Q: I would like to search and highlight PDF based on user input. For
example:
1) do a word/phrase search through an entire pdf. For instance, I
want to know on which pages the phrase "game theory" appears in a
given PDF. I want to show those pages on which the phrase appears on
a web page.
2) once I find the pages that have the phrase "game theory" the user
will choose a page (let's say page 5) on which the phase appears. We
want to now highlight all instances of "game theory" on that page in
yellow, and then:
3) turn that highlighted pdf page into an image and show the image on
the web page
Please let me know if I can use PDFNet (http://www.pdftron.com/net)
for this task.
----
A: PDFNet SDK can be used to implement search and highlight on PDF
documents.
For text search you could use 'pdftron.PDF.TextExtractor' class as
shown in TextExtract sample project (http://www.pdftron.com/net/
samplecode.html#TextExtract). Besides finding specific words
TextExtract will return positioning information (bounding box), style,
and other properties for each word/character. This information can be
used to highlight text
To convert (highlighted) PDF pages to JPEG (or other image formats)
you could use PDFDraw class as shown in PDFDraw sample (http://
www.pdftron.com/net/samplecode.html#PDFDraw).

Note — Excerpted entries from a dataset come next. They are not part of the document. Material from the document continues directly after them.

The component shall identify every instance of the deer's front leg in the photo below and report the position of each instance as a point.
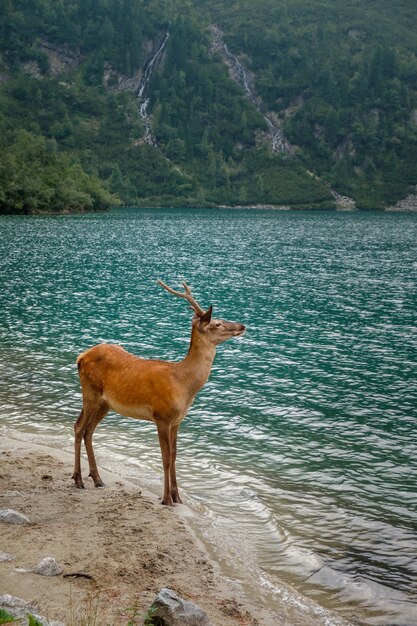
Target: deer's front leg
(165, 444)
(173, 477)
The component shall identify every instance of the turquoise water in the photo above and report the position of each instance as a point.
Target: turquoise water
(299, 455)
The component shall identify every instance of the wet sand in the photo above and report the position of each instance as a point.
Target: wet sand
(122, 538)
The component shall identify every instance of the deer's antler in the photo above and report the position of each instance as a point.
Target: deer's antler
(184, 294)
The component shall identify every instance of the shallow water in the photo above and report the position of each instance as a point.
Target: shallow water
(300, 452)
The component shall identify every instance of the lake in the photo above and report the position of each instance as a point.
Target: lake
(298, 459)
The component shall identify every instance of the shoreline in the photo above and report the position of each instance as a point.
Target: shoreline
(121, 536)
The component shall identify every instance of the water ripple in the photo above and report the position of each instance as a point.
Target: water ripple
(300, 452)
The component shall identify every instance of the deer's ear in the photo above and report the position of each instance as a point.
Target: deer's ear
(205, 319)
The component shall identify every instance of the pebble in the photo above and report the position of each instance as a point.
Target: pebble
(13, 517)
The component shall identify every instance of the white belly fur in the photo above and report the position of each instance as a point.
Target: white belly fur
(138, 412)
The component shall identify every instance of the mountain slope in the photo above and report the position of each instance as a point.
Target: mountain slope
(70, 90)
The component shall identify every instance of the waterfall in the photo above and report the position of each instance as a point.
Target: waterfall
(142, 92)
(278, 141)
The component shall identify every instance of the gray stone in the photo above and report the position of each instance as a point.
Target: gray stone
(21, 609)
(13, 517)
(174, 611)
(48, 567)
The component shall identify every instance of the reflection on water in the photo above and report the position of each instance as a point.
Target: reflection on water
(300, 452)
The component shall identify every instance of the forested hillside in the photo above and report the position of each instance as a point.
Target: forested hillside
(338, 78)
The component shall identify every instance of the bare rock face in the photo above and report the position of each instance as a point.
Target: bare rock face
(174, 611)
(48, 567)
(9, 516)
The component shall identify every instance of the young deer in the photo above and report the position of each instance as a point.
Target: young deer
(157, 391)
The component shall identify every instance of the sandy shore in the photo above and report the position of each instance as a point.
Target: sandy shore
(128, 544)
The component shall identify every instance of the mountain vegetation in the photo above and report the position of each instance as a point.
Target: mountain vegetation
(339, 77)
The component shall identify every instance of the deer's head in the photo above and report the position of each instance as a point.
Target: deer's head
(215, 331)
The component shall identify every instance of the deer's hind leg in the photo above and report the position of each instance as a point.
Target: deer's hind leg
(90, 416)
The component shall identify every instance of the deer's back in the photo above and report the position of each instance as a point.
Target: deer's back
(135, 387)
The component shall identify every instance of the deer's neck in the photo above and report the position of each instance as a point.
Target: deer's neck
(196, 366)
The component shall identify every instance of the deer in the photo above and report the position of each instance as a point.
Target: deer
(154, 390)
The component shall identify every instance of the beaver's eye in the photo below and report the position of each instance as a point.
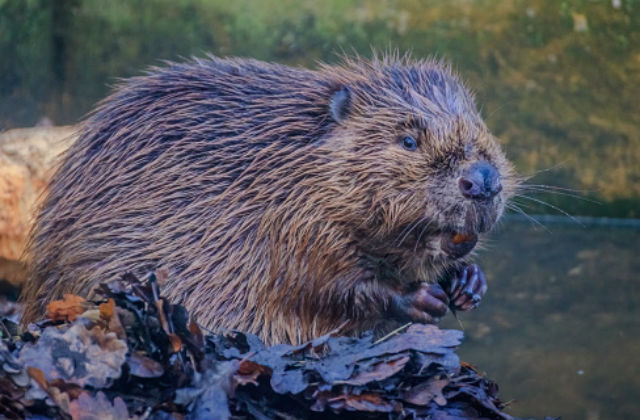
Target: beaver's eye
(409, 143)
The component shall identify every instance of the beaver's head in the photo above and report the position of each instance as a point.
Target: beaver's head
(432, 178)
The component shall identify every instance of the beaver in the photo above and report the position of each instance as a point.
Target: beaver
(282, 201)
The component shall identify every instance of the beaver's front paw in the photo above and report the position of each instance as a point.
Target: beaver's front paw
(467, 288)
(426, 303)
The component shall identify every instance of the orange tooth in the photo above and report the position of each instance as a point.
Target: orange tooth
(459, 238)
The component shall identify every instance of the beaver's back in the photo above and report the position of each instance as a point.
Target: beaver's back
(165, 166)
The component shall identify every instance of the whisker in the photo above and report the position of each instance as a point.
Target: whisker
(513, 206)
(563, 193)
(544, 203)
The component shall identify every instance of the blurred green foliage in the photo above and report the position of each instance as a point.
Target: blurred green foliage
(558, 81)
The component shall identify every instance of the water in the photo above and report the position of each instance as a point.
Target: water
(559, 329)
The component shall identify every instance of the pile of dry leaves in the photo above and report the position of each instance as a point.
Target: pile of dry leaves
(135, 355)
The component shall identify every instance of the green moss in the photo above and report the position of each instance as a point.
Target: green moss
(557, 80)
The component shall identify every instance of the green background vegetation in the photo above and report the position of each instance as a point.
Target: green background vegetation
(558, 81)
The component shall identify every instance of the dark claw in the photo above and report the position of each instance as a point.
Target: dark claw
(426, 304)
(468, 288)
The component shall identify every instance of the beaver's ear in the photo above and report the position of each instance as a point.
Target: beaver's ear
(340, 104)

We have many clients how have implemented this type of solution using
PDFNet. As a starting point you may want to use the sample code
provided in the following article:
C#: http://groups.google.com/group/pdfnet-sdk/browse_thread/thread/4625f9567d1b34be/09b32d05716996fd
JAVA: http://groups.google.com/group/pdfnet-sdk/browse_thread/thread/d078562409fdced1/40fb134228fb0c48
http://groups.google.com/group/pdfnet-sdk/browse_thread/thread/384aa4ccf6f91103/ed3799a06e3edb16
If you are looking for a stand-alone PDF viewer component for
interactive search and highlighting you may want to take a look at
pdftron.PDF.PDFView class (see http://www.pdftron.com/net/samplecode.html#PDFView).
PDFView class has built-in text search and highlighting.